First, I have been so overwhelmed because of frustration, discouragement, rejection, roadblocks, and hurdles that my children face. There was a time, when the kids were younger and I thought life could not get more difficult, that I actually wished their childhood away and hoped for adulthood. How stupid was that? I would give anything to go back to the days when the twins were uncontrollable, band-aids were put on every three seconds, kids squabbled over everything, homework was always needing to be checked, someone had to be run somewhere, the house was a disaster, and someone hated every meal that was fixed. But, I could hug my kids every single day. I could sit with them at the table and help with homework. I could rock them in the chair and read them stories. I could listen to them read to me. Those times were so much easier than the pains that are felt as children are hurting. Man I love these kids. I wish I could help them escape the trials that help them grow. But where would they be then? They have to experience all of them to make them strong enough to face the future. I just don't like it. And I miss them terribly. (Okay the twins are still here but only for a couple months more.)

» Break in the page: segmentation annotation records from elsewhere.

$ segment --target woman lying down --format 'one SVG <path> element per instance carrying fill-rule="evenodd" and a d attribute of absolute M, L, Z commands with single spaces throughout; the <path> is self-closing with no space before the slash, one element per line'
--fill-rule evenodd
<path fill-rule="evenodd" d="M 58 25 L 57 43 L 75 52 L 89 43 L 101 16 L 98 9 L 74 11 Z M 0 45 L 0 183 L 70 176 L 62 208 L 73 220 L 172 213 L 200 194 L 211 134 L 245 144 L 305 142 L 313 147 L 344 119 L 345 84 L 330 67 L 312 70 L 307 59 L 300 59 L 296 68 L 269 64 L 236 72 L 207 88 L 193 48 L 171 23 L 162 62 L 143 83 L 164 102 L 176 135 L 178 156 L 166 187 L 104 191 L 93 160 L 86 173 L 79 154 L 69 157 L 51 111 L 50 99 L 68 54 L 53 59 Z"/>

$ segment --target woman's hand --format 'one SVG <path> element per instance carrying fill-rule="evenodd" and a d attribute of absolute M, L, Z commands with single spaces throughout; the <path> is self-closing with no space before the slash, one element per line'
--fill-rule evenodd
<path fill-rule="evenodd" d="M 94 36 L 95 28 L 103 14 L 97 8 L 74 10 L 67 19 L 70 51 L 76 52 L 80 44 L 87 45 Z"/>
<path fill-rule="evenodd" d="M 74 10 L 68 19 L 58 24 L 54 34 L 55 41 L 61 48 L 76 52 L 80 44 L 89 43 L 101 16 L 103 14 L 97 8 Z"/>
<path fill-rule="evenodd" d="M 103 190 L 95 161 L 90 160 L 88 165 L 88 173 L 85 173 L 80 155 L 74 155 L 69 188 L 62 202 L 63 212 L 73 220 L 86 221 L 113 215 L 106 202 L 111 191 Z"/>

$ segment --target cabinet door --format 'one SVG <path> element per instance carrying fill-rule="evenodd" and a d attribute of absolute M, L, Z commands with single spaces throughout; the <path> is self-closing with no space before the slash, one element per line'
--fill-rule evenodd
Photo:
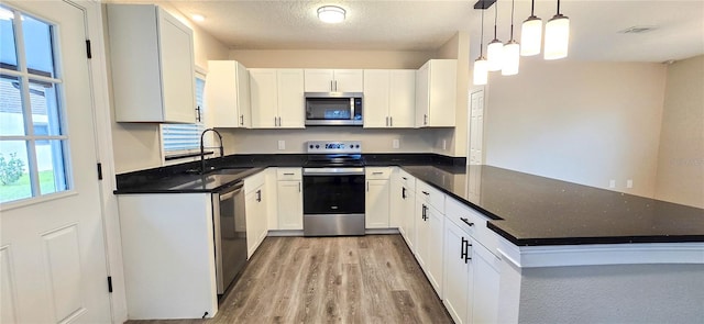
<path fill-rule="evenodd" d="M 364 127 L 389 126 L 388 86 L 388 70 L 364 70 Z"/>
<path fill-rule="evenodd" d="M 278 69 L 278 126 L 304 129 L 306 105 L 304 99 L 304 70 Z"/>
<path fill-rule="evenodd" d="M 476 243 L 472 246 L 472 323 L 497 323 L 501 260 Z"/>
<path fill-rule="evenodd" d="M 416 71 L 416 127 L 425 127 L 428 125 L 428 78 L 429 64 L 424 65 Z"/>
<path fill-rule="evenodd" d="M 452 222 L 444 222 L 444 291 L 442 302 L 454 323 L 469 323 L 471 255 L 465 257 L 470 235 Z M 471 249 L 469 250 L 471 252 Z"/>
<path fill-rule="evenodd" d="M 365 86 L 367 80 L 365 77 Z M 389 126 L 413 129 L 416 114 L 416 71 L 391 70 L 388 97 Z M 366 99 L 366 87 L 364 98 Z M 364 109 L 364 122 L 366 123 L 366 105 Z"/>
<path fill-rule="evenodd" d="M 403 208 L 400 212 L 400 227 L 404 227 L 402 233 L 406 239 L 406 245 L 411 253 L 416 252 L 416 193 L 406 188 L 406 195 L 403 197 Z M 403 189 L 402 189 L 403 190 Z"/>
<path fill-rule="evenodd" d="M 330 92 L 333 91 L 333 72 L 331 69 L 305 69 L 306 92 Z"/>
<path fill-rule="evenodd" d="M 273 129 L 278 111 L 276 69 L 250 69 L 252 127 Z"/>
<path fill-rule="evenodd" d="M 389 180 L 366 180 L 364 216 L 366 228 L 388 228 Z"/>
<path fill-rule="evenodd" d="M 304 230 L 304 197 L 298 181 L 278 181 L 278 228 Z"/>
<path fill-rule="evenodd" d="M 364 91 L 364 74 L 361 69 L 334 70 L 333 89 L 337 92 Z"/>
<path fill-rule="evenodd" d="M 169 122 L 196 122 L 193 32 L 158 8 L 164 115 Z"/>
<path fill-rule="evenodd" d="M 415 212 L 415 227 L 416 227 L 416 260 L 420 265 L 420 268 L 426 269 L 426 258 L 428 256 L 428 241 L 430 239 L 430 230 L 428 226 L 427 215 L 429 205 L 418 195 L 416 195 L 416 212 Z"/>
<path fill-rule="evenodd" d="M 444 233 L 444 215 L 438 210 L 430 206 L 426 210 L 426 226 L 428 227 L 428 236 L 426 242 L 426 273 L 428 280 L 436 289 L 439 297 L 442 297 L 442 253 L 443 253 L 443 233 Z"/>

Next, my life is not charmed. It is difficult, at best, some days. There are weeks that nothing seems to go right. We don't have all the things we want, heck, we can't always even have all the things we need. However, I am so blessed. Today while watching a move, The Butler, I realized that I am totally free. I make the choices I want. Do what I want. See what I want. And I can be what I want. There is nothing, save it be myself, to hold me back. I have become the person I have wanted to be. I am happy with who I am. No one has ever told me I can't do something because of the color of my skin, because of my religion, or because of my situation. I am so grateful for that. I don't understand people that hold others back. Why should I care where another person is from or what they look like or what God they pray to, or if they don't believe in a god at all. I am here to find joy in this life and bring joy to others. I don't want to be a roadblock in another's life and progress. I truly believe that we should all be free to find joy. I am blessed! What a wonderful life I have.
And last, after learning of bombings, verbal and physical fights among candidates running for President (are these people seven years old? I deal with this stuff on the playground daily.) and a general disregard for other humans, I decided to take a stand where I am. I am going to be a bigger person. I don't want to add one more second of negativity to this world. Martin Luther King Jr. said something about dark can not get rid of darkness. Only light has the ability to rid the world of darkness. I am going to be a light. One little light doesn't do much but if I can influence another someone to be a light and that influence inspires another light and it continues then I have made a difference. We can all make a difference. We have got to stop hating and stop all the ugliness. We can be better than this. I'm going to be better, starting right now.
Life is good - and I am going to help make it better.